Musikschulgesetz: Trojanisches Pferd für gewerkschaftliche Anliegen

Staatliche Anerkennung, mehr Beiträge, mehr Verdienst: Die Musikschulen und der Fachverband diplomierter Musiklehrkräfte hoffen zur Durchsetzung dieser Anliegen auf ein Zürcher Musikschulgesetz, welches für die Förderung der musischen Bildung unnötig ist. Gottlob empfiehlt die Kommission für Bildung und Kultur des Kantonsrates (KBIK) darauf nicht einzutreten.

Der Kanton Zürich war in der Förderung der Musikbildung schneller als der Bund. Bereits mit der Musikschulverordnung von 1989 und mit dem Volksschulgesetz von 2005 erfüllte er die Forderungen, welche erst 2012 Eingang in die Bundesverfassung fanden. Nämlich dass jedes Kind Zugang zu Musikunterricht haben muss und Kanton und Gemeinden Beiträge an Musikschulen leisten (in Zürich zahlen der Kanton 3 Prozent, die Gemeinden 56 und die Eltern 41 Prozent). Das Kulturförderungsgesetz des Bundes sieht vor, dass Elternbeiträge nach wirtschaftlicher Leistungsfähigkeit erhoben werden müssen. Auch dazu braucht Zürich keine eigenen Paragrafen. Die Aussage, ohne Musikschulgesetz erfülle der Kanton Zürich den Auftrag zur Förderung der Musikbildung aus der Bundesverfassung nicht, ist falsch.
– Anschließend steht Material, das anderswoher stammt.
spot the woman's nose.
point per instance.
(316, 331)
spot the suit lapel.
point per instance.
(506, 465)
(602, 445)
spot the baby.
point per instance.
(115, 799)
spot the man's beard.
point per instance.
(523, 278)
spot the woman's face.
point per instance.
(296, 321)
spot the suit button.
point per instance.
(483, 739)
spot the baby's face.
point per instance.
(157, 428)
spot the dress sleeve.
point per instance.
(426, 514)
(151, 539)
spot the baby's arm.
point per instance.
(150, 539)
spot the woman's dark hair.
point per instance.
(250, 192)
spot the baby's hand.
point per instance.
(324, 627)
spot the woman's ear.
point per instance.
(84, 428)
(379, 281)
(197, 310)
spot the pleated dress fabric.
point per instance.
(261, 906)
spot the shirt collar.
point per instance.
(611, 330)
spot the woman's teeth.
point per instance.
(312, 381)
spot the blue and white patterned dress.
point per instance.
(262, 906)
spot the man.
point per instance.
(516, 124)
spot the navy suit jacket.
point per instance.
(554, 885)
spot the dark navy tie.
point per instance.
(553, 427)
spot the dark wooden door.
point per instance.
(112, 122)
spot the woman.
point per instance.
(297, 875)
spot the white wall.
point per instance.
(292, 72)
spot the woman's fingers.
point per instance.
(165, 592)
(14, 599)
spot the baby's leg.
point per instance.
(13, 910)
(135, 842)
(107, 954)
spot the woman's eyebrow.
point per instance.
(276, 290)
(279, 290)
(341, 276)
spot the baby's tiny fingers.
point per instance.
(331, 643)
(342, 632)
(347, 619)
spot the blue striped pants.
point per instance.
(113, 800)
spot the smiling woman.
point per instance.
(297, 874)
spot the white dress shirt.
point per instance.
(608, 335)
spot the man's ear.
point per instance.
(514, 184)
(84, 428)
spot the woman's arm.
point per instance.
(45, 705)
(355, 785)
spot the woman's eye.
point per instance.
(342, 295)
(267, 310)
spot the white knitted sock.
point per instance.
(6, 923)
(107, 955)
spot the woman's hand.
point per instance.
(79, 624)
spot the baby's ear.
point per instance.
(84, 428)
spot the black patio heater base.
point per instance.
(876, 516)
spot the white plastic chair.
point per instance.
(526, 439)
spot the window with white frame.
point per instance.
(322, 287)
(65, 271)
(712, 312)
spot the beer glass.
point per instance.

Doch die KBIK hat sich nicht nur gegen ein neues Musikschulgesetz entschieden, weil es unnötig ist. Sondern auch, weil das Gesetz in die falsche Richtung geht. Einige Beispiele:

  • Die Musikschulverordnung regelt heute Bedingungen, unter welchen eine Musikschule finanzielle Beiträge von Kanton und Gemeinden erhält. Im neuen Gesetz sind ähnliche Bedingungen geregelt, aber unter denen die Bildungsdirektion eine Musikschule anerkennt, welche dann finanzielle Beiträge erhält. Der Begriff “anerkennen“ kommt in der heutigen Verordnung nicht vor. Folge davon: Es hätte neu eine staatlich anerkannte Ausbildung gegeben und eine Andere. Zum Ausdruck kommt dies auch, indem das neue Gesetz explizit den Zugang zu den Fachhochschulen (Musikstudium) aus den anerkannten Musikschulen verlangt hätte.
    Heute kann auch ein Musiker, eine Künstler, der nebenbei privat Musikunterricht erteilt, eine gleichwertige Ausbildung anbieten, ebenso Musikvereine. Das wäre in Zukunft nicht mehr garantiert gewesen. Heute besteht der Unterschied nur im finanziellen Beitrag der öffentlichen Hand.
  • Musikschulen, die einen Staatsbeitrag erhalten, werden heute von Gemeinden geführt, sind Teil der öffentlichen Hand. Mit dem Musikschulgesetz wären daraus eigenständige Institute geworden, die allerdings dazu viele Bedingungen hätten einhalten müssen, um anerkannt zu werden.
  • So zum Beispiel die pädagogische Qualifikation der Musiklehrpersonen. Dies schliesst wieder den Künstler aus, der sich einfach ein Zubrot mit Musikstunden verdienen will.
  • Entsprechend forderten die diplomierten Musikpädagogen zusammen mit den Musikschulen, dass sie gemäss den Lohnklassen der Volksschule entschädigt würden.
  • Musikschulen unabhängiger von den Gemeinden gemacht, mehr Mittel generiert oder den freien Musikstunden-Markt unterbunden: Dies hätte die Erhöhung des Finanzierungsanteils des Kantons an den Musikschulen von 3 auf 20 Prozent gebracht. Eine Vertreterin des Verbandes Zürcher Musikschulen meinte wörtlich, bei Kantonsbeiträgen unter 10 Prozent könne man auf das Gesetz verzichten. Die KBIK-Mehrheit wäre bei 3 Prozent geblieben. Wohlan.

Fazit: Beim kantonalen Musikschulgesetz geht es gar nicht um die sowieso garantierte Musikausbildung. Vielmehr ist es ein trojanisches Pferd für gewerkschaftliche Anliegen. Hoffen wir, dass der Kantonsrat der Empfehlung seiner KBIK folgen wird.